Al ser una película que está compuesta de narrativas del principio del siglo pasado y que trata de ceñirse a estos patrones, se puede hacer pesada para el espectador que solo esté acostumbrado a un cine más moderno, por ende se requiere una cierta apertura y un esfuerzo extra de concentración sin que esto llegue a ser excesivo, pues a través de los juegos y la experimentación con el material resulta más ameno y novedoso el acercamiento a la obra.
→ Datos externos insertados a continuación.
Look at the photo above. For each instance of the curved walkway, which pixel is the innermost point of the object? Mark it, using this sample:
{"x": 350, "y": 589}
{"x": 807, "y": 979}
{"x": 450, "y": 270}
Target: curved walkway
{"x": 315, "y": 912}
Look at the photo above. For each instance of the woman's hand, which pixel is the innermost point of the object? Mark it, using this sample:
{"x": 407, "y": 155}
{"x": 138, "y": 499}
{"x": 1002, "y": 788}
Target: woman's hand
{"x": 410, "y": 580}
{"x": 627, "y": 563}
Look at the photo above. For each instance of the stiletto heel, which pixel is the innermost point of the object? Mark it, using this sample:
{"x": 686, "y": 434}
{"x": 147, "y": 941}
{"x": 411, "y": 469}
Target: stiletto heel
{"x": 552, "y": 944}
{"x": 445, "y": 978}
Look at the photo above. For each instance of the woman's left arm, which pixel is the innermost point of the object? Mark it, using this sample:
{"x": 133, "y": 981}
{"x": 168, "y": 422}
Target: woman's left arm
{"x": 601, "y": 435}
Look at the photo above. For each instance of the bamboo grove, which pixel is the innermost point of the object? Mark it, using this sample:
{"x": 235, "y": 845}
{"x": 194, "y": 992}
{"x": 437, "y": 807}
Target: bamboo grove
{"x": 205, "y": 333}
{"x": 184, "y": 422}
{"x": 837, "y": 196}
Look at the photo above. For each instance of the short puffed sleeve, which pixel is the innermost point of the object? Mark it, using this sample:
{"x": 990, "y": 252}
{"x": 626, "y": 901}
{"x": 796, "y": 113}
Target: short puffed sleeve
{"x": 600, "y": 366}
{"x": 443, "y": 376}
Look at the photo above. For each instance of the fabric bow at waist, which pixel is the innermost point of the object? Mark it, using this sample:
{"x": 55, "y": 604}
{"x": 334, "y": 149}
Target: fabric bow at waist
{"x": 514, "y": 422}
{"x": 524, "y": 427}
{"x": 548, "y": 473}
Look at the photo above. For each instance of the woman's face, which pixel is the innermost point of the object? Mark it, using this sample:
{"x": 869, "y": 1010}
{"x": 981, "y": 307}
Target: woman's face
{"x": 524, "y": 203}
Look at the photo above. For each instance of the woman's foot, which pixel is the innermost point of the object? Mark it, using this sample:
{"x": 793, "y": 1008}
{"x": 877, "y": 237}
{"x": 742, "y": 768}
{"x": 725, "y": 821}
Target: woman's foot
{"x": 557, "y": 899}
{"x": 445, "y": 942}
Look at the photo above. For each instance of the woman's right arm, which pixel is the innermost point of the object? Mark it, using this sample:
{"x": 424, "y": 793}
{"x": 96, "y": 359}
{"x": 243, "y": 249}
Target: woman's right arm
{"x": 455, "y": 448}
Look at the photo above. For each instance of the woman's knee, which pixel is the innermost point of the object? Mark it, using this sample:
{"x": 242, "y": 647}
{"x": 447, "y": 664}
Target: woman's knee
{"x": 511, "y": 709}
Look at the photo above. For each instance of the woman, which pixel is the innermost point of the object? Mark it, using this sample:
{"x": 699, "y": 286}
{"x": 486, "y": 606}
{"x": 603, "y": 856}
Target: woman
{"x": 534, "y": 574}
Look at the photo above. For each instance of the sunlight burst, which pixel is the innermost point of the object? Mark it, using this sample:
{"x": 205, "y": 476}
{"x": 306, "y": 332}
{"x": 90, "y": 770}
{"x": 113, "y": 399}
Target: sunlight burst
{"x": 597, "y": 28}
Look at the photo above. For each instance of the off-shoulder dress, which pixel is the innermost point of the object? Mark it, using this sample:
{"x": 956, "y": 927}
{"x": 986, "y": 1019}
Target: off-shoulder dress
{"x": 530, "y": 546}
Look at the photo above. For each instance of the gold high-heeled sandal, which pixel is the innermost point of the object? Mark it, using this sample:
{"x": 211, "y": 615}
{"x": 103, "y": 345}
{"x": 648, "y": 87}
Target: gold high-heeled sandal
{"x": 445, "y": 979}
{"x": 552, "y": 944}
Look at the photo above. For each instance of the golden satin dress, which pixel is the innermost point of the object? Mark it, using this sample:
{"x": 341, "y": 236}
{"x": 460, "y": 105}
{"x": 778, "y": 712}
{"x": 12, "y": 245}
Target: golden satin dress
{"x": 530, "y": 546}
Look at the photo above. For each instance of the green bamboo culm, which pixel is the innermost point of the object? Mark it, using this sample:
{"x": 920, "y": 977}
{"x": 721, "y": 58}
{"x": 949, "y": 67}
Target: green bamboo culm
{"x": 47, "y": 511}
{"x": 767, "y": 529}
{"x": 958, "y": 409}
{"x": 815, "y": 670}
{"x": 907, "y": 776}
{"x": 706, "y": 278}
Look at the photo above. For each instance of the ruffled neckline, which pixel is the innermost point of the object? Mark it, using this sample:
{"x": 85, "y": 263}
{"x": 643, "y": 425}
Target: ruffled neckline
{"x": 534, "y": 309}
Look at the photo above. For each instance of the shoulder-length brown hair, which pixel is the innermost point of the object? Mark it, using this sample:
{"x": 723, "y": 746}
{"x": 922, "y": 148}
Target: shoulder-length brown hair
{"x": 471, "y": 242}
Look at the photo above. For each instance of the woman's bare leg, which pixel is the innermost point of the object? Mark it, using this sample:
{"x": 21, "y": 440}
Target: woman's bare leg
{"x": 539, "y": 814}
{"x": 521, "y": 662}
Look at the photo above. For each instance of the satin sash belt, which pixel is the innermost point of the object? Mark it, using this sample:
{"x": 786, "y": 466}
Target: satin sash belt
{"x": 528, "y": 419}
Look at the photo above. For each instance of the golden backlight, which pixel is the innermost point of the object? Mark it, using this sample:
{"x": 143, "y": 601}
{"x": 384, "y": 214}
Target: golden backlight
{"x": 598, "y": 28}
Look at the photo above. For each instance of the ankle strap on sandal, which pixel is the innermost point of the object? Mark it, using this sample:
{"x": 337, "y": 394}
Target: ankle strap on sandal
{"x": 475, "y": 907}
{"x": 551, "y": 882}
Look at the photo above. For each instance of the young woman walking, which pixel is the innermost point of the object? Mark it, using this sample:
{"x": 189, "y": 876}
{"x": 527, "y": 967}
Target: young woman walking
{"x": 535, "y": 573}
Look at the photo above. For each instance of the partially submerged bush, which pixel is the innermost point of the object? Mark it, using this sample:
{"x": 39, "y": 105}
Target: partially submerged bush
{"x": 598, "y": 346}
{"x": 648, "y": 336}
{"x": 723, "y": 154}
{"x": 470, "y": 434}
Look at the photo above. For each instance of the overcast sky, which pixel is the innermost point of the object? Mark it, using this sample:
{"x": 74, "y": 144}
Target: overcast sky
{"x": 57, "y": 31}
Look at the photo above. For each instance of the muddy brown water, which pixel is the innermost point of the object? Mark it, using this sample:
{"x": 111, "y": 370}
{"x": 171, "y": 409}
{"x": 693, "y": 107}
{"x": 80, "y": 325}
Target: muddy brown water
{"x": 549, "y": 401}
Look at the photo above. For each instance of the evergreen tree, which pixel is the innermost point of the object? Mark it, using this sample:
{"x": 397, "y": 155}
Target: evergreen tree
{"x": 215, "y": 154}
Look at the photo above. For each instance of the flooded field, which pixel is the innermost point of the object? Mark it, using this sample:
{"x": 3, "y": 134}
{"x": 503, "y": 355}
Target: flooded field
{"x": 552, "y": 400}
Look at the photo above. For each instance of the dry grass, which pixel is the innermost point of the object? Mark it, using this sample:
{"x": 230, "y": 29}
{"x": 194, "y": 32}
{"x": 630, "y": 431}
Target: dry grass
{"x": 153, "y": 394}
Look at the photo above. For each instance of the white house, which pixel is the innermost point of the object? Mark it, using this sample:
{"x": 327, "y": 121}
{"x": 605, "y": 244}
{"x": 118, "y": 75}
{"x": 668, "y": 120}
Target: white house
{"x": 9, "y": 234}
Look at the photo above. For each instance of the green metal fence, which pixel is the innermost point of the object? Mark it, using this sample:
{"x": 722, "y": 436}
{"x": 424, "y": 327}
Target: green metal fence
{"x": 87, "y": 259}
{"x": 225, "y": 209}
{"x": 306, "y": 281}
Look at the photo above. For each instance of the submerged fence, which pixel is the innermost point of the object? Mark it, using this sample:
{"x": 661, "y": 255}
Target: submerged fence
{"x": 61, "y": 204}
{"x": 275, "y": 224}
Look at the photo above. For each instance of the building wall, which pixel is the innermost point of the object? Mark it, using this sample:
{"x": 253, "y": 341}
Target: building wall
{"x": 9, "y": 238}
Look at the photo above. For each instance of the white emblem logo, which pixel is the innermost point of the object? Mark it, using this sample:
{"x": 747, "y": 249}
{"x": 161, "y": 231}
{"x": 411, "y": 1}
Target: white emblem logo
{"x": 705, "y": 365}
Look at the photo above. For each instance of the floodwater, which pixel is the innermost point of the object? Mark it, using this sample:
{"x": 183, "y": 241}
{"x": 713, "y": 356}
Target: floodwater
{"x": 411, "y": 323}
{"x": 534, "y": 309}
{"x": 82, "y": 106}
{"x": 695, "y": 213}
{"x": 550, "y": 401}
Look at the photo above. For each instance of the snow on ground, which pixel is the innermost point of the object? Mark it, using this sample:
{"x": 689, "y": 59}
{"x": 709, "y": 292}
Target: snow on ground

En este sentido, la propuesta sugiere que quizás es necesario radicalizar, jugar o incluso re-ficcionalizar lo ya expuesto para que las nuevas generaciones puedan aproximarse a ello sin que se vuelva tan tedioso teniendo en cuenta las barreras culturales y temporales.
Quizás más allá de la cuestión nacional lo que va a calar en los espectadores es el contraste entre épocas, cosas que para el pasado eran comunes a los ojos actuales asombran, sin importar su nimiedad; por ejemplo, ver a niños vistiendo trajes de señor que con frecuencia les quedan grandes (posiblemente porque se diseñaban para que duraran años), o los combates de boxeo improvisados en barcos en medio del sudor y la selva. Y es que hay cosas que las ficciones que reconstruyen la historia nunca han podido replicar, y es el humor de ese tiempo ajeno, de ese periodo que por mas libros de historia que se consulten es difícil de replicar en sus modos de ser, en las conductas naturalizadas por sus habitantes.
Por último, la cinta también opera como carta de amor a la gestación de este arte que dominó el siglo XX y que aún impera en nuestros días, pues es costumbre focalizar los inicios del cine en Europa o en USA, pero el cine también dio sus primeros pasos en las demás latitudes y su morfología fue moldeada en ellas a través de la experimentación y el jugueteo con ese aparato mágico devorador de memorias y padre de misterios y sueños. Mudos testigos es, en definitiva, un film que entre sus diversas apuestas tiene mucho por ofrecer.